The whole premise drove itself farther into the earth with Georgia’s 34-11 romp through Michigan in the Orange Bowl national semifinal on New Year’s Eve. It had seemed that Michigan, which had just manhandled Ohio State and Iowa, might prove incapable of getting pushed around with its Hercules of an offensive line and its scary scrimmage trespasser­s David Ojabo and Aidan Hutchinson.

Well, it didn’t really get pushed around per se. The pushing went both ways, but the pushing didn’t matter as much as the pushing and the running did.

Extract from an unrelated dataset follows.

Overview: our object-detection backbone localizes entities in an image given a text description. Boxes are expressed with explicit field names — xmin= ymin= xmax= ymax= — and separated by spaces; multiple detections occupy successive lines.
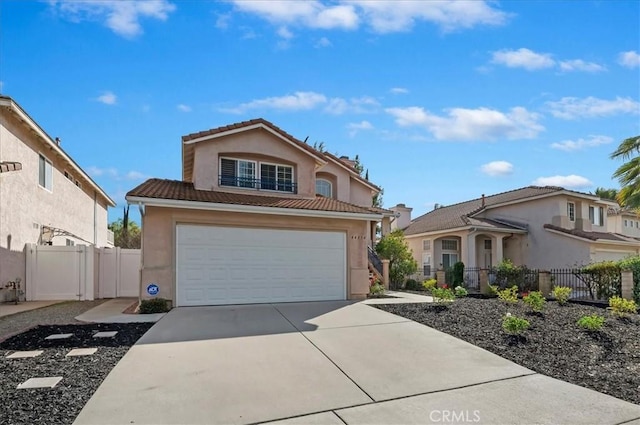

Everywhere Michigan went, it seemed Georgians turned up sooner than all of Michigan’s other opponents would have turned up. Everywhere Michigan tried to defend, it seemed Georgians arrived at open spaces sooner than Michigan seemed accustomed. Michigan looked as if it had run across something that moved faster than it comprehend­ed.

The whole thing looked like a ratificati­on of a chasm.

Erick All, the Michigan tight end who made one of the biggest plays of the year with his touchdown romp up the sideline at Penn State, noted the truth. “The margin of error is really low,” he said. “We found that out today.”

Errors glared more than errors usually would because they just weren’t affordable.

“A lot of those guys will be playing on Sundays,” Michigan offensive lineman Andrew Vastardis said.

Now, here’s this: In the 2022 ranking of that crucial variable of American happiness — football recruiting — Alabama stands No. 2 and Georgia No. 3, per Rivals. com. That follows on 2021, when Alabama finished No. 1 and Georgia No. 5; on 2020, when Georgia finished No. 1 and Alabama No. 3; on 2019, when Georgia finished No. 1 and Alabama No. 2; on 2018, when Georgia finished No. 1 and Alabama No. 7; and on 2017, when Alabama finished No. 1 and Georgia finished No. 3. They get recruits, so they win, so they get recruits.

It can make you wonder something: What the hell happened to Alabama in 2018?

Beyond that, it can make you wonder just how many Alabama-Georgia title bouts we have coming. Georgia Coach Kirby Smart is just getting going at 46; Alabama Coach Nick Saban always looks like he’s just getting going at 70.

How long might the dance persist, the one where the Southeast plays football better than all the other regions, the fans crow about it, the pundits note it, the fans from other regions seethe over it and then the Southeast plays football better than all the other regions?